Graciano – Isto é sempre uma verdade: quem sai de um banquete com o mesmo apetite de quando chegou? Onde está o cavalo adestrado que retoma as próprias pegadas com o mesmo vigor que marcou o ritmo de sua monótona coreografia da primeira vez? Todas as coisas que são, elas o são com mais entusiasmo perseguidas que desfrutadas. É como o filho mais novo, ou filho pródigo, que o navio engalanado deixa a baía e faz-se ao mar acariciado, abraçado pelas brisas prostitutas! É como o filho pródigo que ele retorna com as velas rotas, as costelas esfoladas, um esqueleto quase descarnado, cheio de rachaduras, navio reduzido à miséria pelas ventanias prostitutas!
Entra Lorenzo.
Salarino – Aí vem o Lorenzo; depois falamos disso.
Lorenzo – Queridos amigos, agradeço-lhes a paciência com minha longa demora. Não fui eu, e sim os meus assuntos que os fizeram esperar. Quando for do agrado de vocês tomar a si o papel de ladrões de esposas, então ficarei eu esperando por vocês o tempo que for necessário. Aproximem-se… Aqui mora o meu sogro judeu. Olá! Tem alguém aí?

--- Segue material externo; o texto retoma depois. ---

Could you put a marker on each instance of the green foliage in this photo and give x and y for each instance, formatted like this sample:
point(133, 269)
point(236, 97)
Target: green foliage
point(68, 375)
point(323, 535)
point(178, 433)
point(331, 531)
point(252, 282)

Entra Jéssica (acima), em trajes masculinos.
Jéssica – Quem é o senhor? Diga-me, para eu ter certeza, embora eu possa jurar que conheço a sua voz.
Lorenzo – Lorenzo, o teu amor.
Jéssica – Lorenzo, por certo, e, deveras, o meu amor, pois que outro eu amo tanto? E quem poderia saber, a não ser você, Lorenzo, que sou sua?
Lorenzo – O céu e os teus pensamentos são testemunhas de que tu és minha.
Jéssica – Aqui, pegue este baú, que vale a pena o esforço. Fico feliz que seja noite e você não possa me ver, pois me sinto muito envergonhada de minha transformação. Mas o amor é cego, e os apaixonados não veem as lindas bobagens que cometem; se pudessem vê-las, o Cupido em pessoa estaria vermelho de me ver assim, feito um rapaz.
Lorenzo – Desça, pois você deve ser o meu carregador de tochas.
Jéssica – Será que devo segurar uma vela acesa por meus pecados? A bem da verdade, eles já são muito, por demais aparentes. Ora, a função de um carregador de tochas é iluminar e mostrar, amor, e eu preciso ficar escondida.
Lorenzo – E você está bem escondida, meu bem, mesmo nessa adorável fantasia de rapaz. Mas venha logo, pois a noite sigilosa faz as vezes da rota de fuga, e nós somos esperados no banquete de Bassânio.
Jéssica – Vou trancar as portas, e vou me guarnecer de mais alguns ducados, e já estou indo.
Sai Jéssica (acima).
Graciano – Ora, por meu chapéu, uma donzela muito bem-educada; nem parece judia!
Lorenzo – Amaldiçoado eu seja, se não a amo de todo o meu coração, pois ela é inteligente, se é que posso julgá-la; e é bela, se é que meus olhos não me traem; e é leal, como ela tem provado ser; e por ser inteligente, bela e leal, tem lugar cativo em minha alma constante.
Entra Jéssica.
Ora, já chegaste? Vamos, cavalheiro,[34] embora! Nossos companheiros de máscaras a estas horas já estão nos esperando.
Sai com Jéssica.
Entra Antônio.
Antônio – Quem está aí?
Graciano – Signor Antônio?
Antônio – Graciano, onde estão os outros? São nove horas, todos os nossos amigos estão esperando por vocês. Nada de mascarada esta noite: o vento mudou, e Bassânio quer embarcar imediatamente. Despachei vinte homens à procura de vocês.
Graciano – Fico feliz em saber. Meu desejo não é outro que não a alegria de içar velas e partir ainda esta noite.
Saem.
Ato 2, Cena VII [Em Belmonte]
Entra Pórcia com o Príncipe do Marrocos, cada um com seu séquito.
Pórcia – Em frente, abram as cortinas e mostrem os diferentes porta-joias a este nobre príncipe.